A TTL of 1 restricts a packet to the local network because a hop to another network will decrement the TTL to 0, then the packet is discarded.

Every time a packet is processed, the TTL is supposed to be decremented, and then any packets with a TTL of 0 are discarded, but in practice no hosts do it that way. The original idea of TTL is actually Time to Live (in seconds), not a hop count, and each processing of the packet would decrement by the actual time used to process the packet, but the minimum decrement was 1. The idea was to keep upper-layer protocols from receiving stale or duplicate data. This is explained in RFC 791, Internet Protocol, which is for IPv4:

Time to Live

The time to live is set by the sender to the maximum time the datagram
is allowed to be in the internet system. If the datagram is in the
internet system longer than the time to live, then the datagram must
be destroyed.

This field must be decreased at each point that the internet header is
processed to reflect the time spent processing the datagram. Even if
no local information is available on the time actually spent, the
field must be decremented by 1. The time is measured in units of
seconds (i.e. the value 1 means one second). Thus, the maximum time
to live is 255 seconds or 4.25 minutes. Since every module that
processes a datagram must decrease the TTL by at least one even if it
process the datagram in less than a second, the TTL must be thought of
only as an upper bound on the time a datagram may exist. The
intention is to cause undeliverable datagrams to be discarded, and to
bound the maximum datagram lifetime.

Some higher level reliable connection protocols are based on
assumptions that old duplicate datagrams will not arrive after a
certain time elapses. The TTL is a way for such protocols to have an
assurance that their assumption is met.

When IPv6 was created, the authors understood that TTL was not being used the way it was documented. For IPv6, the TTL was changed to Hop Limit to reflect how the TTL was actually being used. See RFC 2460

Hop Limit

8-bit unsigned integer. Decremented by 1 by each node that forwards
the packet. The packet is discarded if Hop Limit is decremented to
zero.

-and what routers are supposed to do when receiving an IPv6 packet:

if the IPv6 Hop Limit is less than or equal to 1 { send an ICMP Time
Exceeded -- Hop Limit Exceeded in Transit message to the Source
Address and discard the packet
}

-and where IPv6 recognizes that the IPv4 implementations of TTL were flawed:

8.2 Maximum Packet Lifetime

Unlike IPv4, IPv6 nodes are not required to enforce maximum packet
lifetime. That is the reason the IPv4 "Time to Live" field was renamed
"Hop Limit" in IPv6. In practice, very few, if any, IPv4
implementations conform to the requirement that they limit packet
lifetime, so this is not a change in practice. Any upper-layer
protocol that relies on the internet layer (whether IPv4 or IPv6) to
limit packet lifetime ought to be upgraded to provide its own
mechanisms for detecting and discarding obsolete packets.

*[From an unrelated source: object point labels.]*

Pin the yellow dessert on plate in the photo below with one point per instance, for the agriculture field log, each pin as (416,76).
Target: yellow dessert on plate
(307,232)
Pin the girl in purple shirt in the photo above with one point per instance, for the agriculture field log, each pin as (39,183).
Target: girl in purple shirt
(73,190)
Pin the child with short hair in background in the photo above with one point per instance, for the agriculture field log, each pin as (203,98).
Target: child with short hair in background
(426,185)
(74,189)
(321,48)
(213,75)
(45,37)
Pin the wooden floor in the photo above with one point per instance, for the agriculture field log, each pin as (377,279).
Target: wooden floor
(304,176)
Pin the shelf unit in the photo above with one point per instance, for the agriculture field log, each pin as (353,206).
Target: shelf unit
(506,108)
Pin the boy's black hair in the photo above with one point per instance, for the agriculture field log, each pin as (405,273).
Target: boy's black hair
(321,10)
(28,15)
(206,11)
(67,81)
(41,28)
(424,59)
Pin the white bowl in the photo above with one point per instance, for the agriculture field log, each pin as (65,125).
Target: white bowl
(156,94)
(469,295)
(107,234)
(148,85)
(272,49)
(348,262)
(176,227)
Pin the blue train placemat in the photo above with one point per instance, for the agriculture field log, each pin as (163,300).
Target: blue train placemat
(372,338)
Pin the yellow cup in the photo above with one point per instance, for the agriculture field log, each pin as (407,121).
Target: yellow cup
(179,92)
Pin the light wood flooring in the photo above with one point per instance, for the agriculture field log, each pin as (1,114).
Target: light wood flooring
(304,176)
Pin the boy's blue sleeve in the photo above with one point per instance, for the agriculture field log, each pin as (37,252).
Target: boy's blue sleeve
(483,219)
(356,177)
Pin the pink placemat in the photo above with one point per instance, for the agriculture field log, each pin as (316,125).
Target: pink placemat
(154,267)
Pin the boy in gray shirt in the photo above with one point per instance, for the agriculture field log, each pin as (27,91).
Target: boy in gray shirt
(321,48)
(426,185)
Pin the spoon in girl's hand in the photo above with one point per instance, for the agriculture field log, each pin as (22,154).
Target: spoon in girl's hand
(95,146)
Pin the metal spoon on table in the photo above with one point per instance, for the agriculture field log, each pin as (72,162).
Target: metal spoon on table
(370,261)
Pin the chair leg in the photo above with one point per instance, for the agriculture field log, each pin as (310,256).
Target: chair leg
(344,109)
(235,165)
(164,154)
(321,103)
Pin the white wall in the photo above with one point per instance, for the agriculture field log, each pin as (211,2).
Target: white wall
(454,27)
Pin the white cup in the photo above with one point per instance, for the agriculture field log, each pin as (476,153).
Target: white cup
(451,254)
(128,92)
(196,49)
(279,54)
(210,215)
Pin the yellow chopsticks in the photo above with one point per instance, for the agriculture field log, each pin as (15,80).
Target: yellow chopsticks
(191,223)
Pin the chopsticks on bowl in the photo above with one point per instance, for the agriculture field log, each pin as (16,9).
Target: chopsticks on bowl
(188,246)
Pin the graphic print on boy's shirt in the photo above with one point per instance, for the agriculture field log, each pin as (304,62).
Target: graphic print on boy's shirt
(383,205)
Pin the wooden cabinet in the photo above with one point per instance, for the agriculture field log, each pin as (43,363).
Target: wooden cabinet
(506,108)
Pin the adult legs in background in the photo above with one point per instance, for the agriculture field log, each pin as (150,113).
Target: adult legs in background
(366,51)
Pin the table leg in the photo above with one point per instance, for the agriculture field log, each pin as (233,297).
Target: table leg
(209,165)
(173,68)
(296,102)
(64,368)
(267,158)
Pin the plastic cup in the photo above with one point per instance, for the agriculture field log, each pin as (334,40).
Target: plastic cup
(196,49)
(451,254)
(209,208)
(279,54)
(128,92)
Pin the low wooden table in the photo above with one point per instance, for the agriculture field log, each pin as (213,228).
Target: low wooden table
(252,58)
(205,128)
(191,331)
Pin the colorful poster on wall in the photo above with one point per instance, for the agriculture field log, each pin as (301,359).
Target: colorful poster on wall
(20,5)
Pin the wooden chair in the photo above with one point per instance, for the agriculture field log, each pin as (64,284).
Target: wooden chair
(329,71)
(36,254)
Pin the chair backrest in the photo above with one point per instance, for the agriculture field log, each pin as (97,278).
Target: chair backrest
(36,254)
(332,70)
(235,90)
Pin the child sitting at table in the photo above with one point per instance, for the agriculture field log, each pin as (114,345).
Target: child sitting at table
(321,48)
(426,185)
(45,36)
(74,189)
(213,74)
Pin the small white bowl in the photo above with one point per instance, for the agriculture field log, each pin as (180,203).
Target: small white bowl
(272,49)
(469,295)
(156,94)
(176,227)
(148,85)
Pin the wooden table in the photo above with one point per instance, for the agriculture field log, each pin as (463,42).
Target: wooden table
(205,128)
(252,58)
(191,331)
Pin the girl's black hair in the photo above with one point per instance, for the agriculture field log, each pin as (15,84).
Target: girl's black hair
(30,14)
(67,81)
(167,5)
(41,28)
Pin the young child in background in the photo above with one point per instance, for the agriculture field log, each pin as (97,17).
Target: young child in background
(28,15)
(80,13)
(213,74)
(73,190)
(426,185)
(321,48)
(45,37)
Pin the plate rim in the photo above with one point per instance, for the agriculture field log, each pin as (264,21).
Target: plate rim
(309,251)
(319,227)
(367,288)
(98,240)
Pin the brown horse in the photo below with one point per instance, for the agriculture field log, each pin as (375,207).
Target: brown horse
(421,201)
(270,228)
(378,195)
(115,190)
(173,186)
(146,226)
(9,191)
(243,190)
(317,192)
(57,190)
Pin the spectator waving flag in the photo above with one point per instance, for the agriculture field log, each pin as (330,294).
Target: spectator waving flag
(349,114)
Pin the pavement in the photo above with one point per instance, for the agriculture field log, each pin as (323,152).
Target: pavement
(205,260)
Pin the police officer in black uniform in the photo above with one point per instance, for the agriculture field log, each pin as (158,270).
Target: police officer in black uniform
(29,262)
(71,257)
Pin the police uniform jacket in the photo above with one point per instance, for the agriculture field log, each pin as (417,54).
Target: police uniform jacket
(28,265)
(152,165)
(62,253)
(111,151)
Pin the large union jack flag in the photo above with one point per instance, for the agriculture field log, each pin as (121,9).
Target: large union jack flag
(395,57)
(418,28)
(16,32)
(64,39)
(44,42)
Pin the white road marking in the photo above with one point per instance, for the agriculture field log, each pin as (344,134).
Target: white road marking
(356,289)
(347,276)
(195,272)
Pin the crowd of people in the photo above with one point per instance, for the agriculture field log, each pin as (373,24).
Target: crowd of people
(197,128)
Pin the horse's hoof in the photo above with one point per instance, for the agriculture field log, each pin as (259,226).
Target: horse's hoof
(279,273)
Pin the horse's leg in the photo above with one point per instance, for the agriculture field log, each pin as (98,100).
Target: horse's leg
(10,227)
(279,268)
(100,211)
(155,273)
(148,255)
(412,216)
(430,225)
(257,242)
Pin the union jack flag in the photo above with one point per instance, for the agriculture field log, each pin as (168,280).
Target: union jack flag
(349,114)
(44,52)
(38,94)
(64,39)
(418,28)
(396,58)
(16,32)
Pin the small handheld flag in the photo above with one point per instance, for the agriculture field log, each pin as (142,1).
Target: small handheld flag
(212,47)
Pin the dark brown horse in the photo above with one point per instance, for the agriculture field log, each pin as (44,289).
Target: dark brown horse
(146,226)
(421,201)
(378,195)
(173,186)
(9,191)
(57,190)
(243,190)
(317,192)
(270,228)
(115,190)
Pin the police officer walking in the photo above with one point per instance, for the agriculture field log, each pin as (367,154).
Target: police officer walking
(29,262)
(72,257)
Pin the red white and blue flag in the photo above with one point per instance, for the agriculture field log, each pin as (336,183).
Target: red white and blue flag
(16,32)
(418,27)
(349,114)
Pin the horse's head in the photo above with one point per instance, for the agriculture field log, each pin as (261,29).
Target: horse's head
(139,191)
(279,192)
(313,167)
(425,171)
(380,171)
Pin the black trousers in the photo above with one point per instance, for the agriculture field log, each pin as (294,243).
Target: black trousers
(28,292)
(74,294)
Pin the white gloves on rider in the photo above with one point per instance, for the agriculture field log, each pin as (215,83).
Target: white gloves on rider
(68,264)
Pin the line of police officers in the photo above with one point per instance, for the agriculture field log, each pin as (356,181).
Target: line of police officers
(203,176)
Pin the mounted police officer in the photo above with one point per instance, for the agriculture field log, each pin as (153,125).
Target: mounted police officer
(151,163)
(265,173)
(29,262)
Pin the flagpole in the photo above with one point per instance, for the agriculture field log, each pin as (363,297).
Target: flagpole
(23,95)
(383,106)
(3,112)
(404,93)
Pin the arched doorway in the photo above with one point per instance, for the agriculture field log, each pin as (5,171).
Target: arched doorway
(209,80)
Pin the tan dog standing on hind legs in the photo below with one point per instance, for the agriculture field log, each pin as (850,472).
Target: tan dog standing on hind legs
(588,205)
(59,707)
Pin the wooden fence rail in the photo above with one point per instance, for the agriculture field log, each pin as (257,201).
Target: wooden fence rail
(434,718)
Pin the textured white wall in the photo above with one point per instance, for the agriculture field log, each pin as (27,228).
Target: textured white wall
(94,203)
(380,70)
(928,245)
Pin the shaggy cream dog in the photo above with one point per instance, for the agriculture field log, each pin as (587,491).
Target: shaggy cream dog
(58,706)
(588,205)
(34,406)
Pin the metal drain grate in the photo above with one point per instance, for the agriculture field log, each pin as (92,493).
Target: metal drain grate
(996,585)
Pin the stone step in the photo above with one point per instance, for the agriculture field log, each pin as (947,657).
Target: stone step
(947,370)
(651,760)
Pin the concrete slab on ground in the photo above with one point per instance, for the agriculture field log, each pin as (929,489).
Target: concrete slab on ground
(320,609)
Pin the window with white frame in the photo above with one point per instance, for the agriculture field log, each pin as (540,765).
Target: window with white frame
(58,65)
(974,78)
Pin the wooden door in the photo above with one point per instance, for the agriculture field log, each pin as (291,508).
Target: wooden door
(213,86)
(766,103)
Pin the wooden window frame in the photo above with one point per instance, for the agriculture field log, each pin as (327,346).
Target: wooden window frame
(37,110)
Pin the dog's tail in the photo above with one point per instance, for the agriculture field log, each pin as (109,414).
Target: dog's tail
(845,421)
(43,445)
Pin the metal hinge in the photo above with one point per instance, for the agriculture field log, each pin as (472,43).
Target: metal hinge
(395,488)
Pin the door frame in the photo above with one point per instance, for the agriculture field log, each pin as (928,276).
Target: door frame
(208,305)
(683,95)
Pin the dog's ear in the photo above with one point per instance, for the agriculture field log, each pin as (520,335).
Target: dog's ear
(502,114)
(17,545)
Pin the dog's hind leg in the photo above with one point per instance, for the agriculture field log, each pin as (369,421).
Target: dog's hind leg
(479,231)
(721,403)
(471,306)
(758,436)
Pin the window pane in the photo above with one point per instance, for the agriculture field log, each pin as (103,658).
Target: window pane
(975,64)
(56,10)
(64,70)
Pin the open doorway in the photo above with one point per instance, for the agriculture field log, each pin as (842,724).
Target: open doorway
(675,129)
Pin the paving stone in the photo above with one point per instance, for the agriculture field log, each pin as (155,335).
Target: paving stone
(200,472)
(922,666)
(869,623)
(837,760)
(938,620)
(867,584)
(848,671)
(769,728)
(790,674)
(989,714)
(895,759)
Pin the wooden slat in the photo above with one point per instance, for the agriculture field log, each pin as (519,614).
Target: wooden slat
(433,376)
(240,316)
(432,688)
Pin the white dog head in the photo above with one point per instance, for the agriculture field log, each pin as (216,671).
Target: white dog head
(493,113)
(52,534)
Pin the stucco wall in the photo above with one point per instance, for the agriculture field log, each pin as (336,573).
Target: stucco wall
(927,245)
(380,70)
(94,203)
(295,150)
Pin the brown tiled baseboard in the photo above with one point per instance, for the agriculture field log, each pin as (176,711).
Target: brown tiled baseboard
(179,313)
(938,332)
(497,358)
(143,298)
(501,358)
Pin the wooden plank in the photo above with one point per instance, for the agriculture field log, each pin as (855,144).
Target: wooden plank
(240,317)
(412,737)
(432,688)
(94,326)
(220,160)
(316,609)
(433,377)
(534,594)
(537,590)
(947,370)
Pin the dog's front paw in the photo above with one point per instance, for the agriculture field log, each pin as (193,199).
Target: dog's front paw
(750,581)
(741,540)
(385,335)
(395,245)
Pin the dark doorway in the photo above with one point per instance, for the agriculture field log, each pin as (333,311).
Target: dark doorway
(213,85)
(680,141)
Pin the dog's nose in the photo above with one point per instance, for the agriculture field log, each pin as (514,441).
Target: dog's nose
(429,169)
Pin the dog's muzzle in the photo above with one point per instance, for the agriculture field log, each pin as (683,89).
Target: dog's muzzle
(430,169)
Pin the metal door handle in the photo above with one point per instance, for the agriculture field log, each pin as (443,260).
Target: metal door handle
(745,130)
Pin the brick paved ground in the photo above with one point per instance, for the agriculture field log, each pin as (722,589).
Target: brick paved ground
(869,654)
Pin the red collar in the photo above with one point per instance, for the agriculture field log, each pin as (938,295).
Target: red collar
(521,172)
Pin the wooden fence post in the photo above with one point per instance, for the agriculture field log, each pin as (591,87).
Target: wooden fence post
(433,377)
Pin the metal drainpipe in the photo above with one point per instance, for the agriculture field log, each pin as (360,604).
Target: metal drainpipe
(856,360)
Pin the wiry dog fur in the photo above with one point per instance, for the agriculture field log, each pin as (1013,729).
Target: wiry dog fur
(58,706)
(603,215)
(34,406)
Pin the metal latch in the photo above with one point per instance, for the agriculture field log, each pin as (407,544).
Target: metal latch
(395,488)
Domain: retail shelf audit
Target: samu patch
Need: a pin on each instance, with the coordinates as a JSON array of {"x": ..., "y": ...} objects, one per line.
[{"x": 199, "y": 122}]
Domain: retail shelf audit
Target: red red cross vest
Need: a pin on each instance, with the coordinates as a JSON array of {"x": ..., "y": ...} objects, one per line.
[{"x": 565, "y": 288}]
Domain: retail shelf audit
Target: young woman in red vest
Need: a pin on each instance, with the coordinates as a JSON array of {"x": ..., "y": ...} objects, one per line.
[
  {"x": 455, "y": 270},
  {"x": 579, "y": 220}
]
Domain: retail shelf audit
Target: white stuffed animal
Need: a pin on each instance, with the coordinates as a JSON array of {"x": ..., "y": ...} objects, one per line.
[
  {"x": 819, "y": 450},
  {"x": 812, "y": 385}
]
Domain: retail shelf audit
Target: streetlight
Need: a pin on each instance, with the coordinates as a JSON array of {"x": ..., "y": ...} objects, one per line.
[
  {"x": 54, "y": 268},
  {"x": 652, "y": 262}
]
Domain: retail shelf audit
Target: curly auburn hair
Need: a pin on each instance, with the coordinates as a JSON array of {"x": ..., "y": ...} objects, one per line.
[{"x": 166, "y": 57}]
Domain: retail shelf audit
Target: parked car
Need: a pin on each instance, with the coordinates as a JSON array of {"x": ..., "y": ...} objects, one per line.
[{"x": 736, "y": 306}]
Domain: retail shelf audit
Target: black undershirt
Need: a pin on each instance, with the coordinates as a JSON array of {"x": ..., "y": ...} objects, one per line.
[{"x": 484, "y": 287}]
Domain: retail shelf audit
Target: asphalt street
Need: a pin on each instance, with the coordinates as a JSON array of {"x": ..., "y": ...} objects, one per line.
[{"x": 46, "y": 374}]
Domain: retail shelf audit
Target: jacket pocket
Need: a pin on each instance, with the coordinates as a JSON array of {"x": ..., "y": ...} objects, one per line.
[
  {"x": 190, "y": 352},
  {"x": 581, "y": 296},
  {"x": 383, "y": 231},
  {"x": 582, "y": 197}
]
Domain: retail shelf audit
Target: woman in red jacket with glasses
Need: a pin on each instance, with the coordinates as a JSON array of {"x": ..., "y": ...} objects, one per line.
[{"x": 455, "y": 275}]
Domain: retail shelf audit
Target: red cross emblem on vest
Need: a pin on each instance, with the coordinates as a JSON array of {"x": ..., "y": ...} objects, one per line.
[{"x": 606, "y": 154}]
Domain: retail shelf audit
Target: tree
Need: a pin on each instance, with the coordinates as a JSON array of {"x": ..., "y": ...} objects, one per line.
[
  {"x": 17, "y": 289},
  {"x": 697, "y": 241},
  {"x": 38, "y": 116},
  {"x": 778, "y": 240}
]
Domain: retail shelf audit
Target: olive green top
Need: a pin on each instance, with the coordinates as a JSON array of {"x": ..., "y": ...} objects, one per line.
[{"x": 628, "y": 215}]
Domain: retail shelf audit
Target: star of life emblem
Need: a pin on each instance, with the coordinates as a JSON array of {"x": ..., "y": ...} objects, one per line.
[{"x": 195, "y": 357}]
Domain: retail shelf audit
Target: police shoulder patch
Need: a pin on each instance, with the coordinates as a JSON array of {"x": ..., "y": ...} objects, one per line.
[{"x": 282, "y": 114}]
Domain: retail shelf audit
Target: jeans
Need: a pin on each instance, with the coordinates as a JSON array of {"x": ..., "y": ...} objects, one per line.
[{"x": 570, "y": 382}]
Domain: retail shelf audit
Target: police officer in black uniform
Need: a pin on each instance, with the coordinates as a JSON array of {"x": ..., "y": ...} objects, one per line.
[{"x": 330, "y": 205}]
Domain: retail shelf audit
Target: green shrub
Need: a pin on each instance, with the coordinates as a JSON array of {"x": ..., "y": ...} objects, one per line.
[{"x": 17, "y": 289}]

I'm wondering what would happen when the number of hops before the
packet was consumed is exactly the same as TTL_DEFAULT (e.g.
TTL_DEFAULT is 2 and there are 2 hops before the packet was consumed).
Will the packet reach the host, or it will be discarded?

In practice, for an IPv4 packet with a TTL of 1, the packet will reach and be processed by the destination on the same LAN. For a TTL of 2, the packet will reach and be processed by a host one hop from the local LAN (second LAN). And so on.

That means if the destination of a packet with a TTL of 2 is two (router) hops from the local LAN, the second router will decrement the TTL on the packet to 0 and discard the packet before it reaches the destination (third) LAN.